Sex

Montana Republican Pushes Anti-LGBTQ ‘Bathroom Bill’ Referendum

"This is one more attempt in a long line of attempts to discriminate against the LGBT community and specifically the transgender community," said SK Rossi, advocacy and policy director for the ACLU of Montana.

Montana now follows a controversial, costly, and discriminatory path laid out by GOP legislators in Texas and North Carolina, where voters overwhelming support the repeal of the widely reviled law known as HB 2, as Rewire reported. Shutterstock

A Montana GOP lawmaker wants to put this question to the state’s voters: Do you want to force people to use public bathrooms that correspond to the gender on their “original birth certificate”?

Anti-LGBTQ legislation introduced last week by Rep. Carl Glimm (R-Kila) would ask Montana voters, via a statewide referendum, whether to ban transgender people from locker rooms, bathrooms, and changing areas in public schools, universities, and government buildings, as the Associated Press reported.

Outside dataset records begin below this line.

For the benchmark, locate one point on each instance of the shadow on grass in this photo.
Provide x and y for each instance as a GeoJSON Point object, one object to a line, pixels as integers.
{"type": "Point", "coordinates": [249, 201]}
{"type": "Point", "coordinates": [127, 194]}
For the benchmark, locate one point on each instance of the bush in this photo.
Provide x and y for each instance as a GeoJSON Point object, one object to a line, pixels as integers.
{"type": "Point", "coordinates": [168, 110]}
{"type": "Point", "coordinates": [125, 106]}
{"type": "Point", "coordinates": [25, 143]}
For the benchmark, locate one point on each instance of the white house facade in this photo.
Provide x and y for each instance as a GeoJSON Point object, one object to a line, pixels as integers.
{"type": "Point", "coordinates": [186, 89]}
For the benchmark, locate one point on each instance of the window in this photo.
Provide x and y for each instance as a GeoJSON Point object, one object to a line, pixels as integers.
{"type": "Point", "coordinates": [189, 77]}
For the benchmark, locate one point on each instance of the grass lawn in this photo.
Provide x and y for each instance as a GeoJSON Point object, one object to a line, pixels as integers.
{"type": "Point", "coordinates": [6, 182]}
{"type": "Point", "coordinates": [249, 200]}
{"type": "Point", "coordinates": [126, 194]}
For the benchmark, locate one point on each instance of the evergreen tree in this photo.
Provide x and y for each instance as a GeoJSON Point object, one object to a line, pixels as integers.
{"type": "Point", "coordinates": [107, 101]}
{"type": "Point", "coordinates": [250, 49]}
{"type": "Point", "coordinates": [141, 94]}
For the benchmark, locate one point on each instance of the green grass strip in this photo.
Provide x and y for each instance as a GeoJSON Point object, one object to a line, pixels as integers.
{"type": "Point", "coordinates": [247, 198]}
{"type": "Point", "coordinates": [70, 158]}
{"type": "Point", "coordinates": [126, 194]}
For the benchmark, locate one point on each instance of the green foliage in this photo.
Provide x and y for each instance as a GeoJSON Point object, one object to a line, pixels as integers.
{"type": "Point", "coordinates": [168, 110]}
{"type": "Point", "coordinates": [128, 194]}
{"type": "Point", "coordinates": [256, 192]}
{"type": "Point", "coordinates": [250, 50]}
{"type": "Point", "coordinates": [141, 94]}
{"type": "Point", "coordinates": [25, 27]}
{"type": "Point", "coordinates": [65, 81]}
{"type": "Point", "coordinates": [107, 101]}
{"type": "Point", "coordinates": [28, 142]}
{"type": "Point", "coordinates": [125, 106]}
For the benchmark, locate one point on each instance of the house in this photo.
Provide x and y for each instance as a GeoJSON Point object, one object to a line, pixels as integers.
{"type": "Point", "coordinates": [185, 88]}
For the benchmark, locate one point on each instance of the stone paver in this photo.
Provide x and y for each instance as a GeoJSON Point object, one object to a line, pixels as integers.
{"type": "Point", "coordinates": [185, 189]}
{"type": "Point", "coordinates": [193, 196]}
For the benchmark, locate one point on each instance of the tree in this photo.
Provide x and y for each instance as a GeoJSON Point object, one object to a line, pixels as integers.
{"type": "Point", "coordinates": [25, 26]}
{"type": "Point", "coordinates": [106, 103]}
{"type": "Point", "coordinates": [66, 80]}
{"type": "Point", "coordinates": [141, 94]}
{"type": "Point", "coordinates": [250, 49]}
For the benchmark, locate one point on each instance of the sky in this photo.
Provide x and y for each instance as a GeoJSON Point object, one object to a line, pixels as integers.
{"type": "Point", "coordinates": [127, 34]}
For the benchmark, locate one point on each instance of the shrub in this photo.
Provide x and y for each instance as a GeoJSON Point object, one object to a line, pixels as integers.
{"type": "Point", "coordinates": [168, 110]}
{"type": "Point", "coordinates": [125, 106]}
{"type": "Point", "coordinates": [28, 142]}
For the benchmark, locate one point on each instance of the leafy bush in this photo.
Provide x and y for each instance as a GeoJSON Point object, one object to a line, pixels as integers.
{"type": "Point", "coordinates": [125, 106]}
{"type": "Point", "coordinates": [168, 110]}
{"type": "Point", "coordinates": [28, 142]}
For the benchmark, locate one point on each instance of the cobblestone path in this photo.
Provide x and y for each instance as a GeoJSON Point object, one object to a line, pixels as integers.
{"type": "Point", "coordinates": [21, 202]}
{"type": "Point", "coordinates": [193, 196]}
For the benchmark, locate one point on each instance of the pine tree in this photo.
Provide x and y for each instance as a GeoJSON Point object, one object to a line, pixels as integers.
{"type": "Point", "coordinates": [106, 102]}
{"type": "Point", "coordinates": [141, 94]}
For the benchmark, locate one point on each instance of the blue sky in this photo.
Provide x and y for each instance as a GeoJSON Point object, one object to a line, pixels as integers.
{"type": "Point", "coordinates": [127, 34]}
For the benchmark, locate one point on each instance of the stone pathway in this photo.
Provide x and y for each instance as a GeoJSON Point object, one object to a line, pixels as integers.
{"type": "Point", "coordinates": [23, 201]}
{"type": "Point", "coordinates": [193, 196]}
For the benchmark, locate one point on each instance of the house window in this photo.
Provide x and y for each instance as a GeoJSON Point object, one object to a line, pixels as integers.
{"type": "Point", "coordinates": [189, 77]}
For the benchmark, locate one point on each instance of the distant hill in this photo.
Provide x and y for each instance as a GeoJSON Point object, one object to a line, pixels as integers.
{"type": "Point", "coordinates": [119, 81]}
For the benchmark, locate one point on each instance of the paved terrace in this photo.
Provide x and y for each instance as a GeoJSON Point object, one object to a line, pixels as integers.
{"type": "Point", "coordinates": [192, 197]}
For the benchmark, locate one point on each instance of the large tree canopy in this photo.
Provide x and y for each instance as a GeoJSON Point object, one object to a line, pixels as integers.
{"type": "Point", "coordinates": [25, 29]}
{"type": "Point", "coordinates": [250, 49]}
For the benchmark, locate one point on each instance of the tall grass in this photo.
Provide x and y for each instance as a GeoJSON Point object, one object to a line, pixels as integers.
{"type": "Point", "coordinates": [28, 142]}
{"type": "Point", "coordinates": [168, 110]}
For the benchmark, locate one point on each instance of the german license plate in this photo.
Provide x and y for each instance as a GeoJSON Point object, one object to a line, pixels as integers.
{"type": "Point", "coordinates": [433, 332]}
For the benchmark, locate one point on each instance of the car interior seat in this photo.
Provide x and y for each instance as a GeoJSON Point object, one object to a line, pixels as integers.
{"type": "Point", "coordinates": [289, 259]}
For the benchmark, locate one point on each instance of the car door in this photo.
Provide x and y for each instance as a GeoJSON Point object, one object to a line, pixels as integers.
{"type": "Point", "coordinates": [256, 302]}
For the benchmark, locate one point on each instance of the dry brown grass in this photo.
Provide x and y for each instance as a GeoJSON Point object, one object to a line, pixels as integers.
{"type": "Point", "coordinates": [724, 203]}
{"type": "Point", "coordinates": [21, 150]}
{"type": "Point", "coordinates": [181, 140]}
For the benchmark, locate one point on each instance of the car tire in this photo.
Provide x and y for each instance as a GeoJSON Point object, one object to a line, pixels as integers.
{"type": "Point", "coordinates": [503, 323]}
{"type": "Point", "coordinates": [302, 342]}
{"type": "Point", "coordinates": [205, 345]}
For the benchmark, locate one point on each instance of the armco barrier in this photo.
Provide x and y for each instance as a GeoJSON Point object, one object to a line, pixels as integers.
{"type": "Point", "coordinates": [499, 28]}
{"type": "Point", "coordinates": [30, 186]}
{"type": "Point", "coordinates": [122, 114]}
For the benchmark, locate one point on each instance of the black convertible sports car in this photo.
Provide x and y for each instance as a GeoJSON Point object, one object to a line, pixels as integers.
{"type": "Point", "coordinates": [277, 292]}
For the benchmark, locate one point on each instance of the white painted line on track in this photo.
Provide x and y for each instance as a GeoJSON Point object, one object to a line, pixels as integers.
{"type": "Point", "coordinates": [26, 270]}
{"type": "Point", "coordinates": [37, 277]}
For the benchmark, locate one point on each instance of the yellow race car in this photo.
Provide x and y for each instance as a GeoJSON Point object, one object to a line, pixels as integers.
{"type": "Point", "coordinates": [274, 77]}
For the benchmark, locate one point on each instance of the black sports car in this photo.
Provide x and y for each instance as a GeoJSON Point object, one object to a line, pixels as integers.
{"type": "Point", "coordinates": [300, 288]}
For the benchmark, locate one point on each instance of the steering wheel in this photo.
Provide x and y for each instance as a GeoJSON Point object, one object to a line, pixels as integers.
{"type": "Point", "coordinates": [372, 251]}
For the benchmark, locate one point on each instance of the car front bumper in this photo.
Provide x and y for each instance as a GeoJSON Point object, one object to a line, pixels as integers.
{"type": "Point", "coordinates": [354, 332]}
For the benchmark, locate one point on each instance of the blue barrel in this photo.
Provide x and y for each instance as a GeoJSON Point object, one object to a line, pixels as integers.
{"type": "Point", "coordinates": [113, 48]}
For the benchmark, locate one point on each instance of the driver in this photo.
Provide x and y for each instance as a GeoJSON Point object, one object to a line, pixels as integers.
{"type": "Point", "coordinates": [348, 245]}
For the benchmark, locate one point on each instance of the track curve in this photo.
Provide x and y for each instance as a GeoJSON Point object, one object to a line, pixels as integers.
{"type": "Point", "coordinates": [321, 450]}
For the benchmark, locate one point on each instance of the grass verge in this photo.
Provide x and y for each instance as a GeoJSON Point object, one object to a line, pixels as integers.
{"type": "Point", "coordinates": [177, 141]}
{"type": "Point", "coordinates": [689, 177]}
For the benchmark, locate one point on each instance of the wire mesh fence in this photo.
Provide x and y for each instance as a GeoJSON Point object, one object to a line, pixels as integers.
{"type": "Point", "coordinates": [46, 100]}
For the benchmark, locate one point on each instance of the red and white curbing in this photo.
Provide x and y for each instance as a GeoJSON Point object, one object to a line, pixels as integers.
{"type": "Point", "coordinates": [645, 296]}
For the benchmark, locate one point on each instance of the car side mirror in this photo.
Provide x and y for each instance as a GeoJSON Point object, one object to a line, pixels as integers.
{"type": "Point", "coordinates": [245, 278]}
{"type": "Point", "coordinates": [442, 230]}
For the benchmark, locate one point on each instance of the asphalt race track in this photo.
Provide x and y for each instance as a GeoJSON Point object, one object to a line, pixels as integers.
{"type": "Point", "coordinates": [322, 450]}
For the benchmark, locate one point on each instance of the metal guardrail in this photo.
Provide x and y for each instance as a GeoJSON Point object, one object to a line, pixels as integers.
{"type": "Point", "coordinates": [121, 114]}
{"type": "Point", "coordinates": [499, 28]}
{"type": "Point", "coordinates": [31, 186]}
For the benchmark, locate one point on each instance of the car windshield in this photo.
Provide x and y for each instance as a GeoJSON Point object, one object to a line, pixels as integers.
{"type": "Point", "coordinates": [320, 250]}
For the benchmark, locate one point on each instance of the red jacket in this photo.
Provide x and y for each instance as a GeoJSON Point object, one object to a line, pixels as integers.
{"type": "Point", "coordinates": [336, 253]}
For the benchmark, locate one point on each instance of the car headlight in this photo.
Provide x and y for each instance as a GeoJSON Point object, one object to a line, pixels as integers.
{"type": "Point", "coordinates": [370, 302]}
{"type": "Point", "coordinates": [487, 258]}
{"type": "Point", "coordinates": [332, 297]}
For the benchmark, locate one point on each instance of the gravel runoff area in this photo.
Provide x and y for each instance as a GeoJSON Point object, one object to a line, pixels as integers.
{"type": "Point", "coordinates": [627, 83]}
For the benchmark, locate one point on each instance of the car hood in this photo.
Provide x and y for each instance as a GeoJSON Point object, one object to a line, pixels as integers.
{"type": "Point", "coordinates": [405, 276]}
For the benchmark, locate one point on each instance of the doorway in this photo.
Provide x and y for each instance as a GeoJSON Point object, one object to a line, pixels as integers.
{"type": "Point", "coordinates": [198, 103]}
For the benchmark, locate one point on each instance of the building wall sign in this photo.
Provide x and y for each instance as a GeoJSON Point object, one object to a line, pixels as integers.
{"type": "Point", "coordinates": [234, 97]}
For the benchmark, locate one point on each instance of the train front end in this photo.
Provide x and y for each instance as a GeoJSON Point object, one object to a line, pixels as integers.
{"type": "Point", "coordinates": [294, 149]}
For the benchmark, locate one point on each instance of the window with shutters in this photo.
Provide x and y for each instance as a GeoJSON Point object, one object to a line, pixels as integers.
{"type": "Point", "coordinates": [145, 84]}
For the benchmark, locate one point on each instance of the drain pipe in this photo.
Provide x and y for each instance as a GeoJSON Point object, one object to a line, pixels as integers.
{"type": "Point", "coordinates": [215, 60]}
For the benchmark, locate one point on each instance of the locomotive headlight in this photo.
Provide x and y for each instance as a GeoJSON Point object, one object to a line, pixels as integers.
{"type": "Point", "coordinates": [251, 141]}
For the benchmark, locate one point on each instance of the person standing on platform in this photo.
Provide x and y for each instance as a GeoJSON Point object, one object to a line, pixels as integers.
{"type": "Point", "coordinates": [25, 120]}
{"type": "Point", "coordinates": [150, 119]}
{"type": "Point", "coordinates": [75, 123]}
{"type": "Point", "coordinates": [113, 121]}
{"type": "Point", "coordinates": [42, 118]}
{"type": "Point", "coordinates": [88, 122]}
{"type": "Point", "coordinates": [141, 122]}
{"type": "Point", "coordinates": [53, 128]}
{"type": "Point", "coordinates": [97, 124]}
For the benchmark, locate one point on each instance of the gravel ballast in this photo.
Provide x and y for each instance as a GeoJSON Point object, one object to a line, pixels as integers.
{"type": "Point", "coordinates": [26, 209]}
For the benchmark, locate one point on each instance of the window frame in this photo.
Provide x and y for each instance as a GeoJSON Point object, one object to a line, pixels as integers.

Writing the legislation as a referendum is a way to circumvent the state’s Democratic governor, who would likely veto the legislation, as the AP reported. Republicans, meanwhile, control both legislative chambers.

Montana now follows a controversial, costly, and discriminatory path laid out by GOP legislators in Texas and North Carolina, where voters overwhelming support the repeal of the widely reviled law known as HB 2, as Rewire reported. North Carolina’s Republican governor lost his reelection bid largely because of HB 2, which has cost the state upwards of $630 million in lost business, by one estimate.

Montana is the 16th state in 2017 to introduce legislation to restrict access to bathrooms or locker rooms based on a person’s sex or gender assigned at birth, according to the National Conference of State Legislatures.

SK Rossi, advocacy and policy director for the ACLU of Montana, said the state’s LGBTQ community will mobilize against the measure, which seeks to exploit unfounded privacy fears.

“This is one more attempt in a long line of attempts to discriminate against the LGBT community and specifically the transgender community,” Rossi told the AP.

The Montana GOP measure defines “sex” as “determined by anatomy and genetics existing at the time of birth.” The bill regards an “original birth certificate” as “definitive evidence of the person’s sex.” The legislation allows people to sue a school or public institution if they encounter “a person of the opposite sex” in the bathroom or locker room.

The bill is backed by the Montana Family Foundation, an arm of the national anti-LGBTQ organization the Family Research Council. The foundation said of the legislation, “It’s just common sense. High school girls shouldn’t have to shower next to boys.”

The legislation has not been assigned to a committee.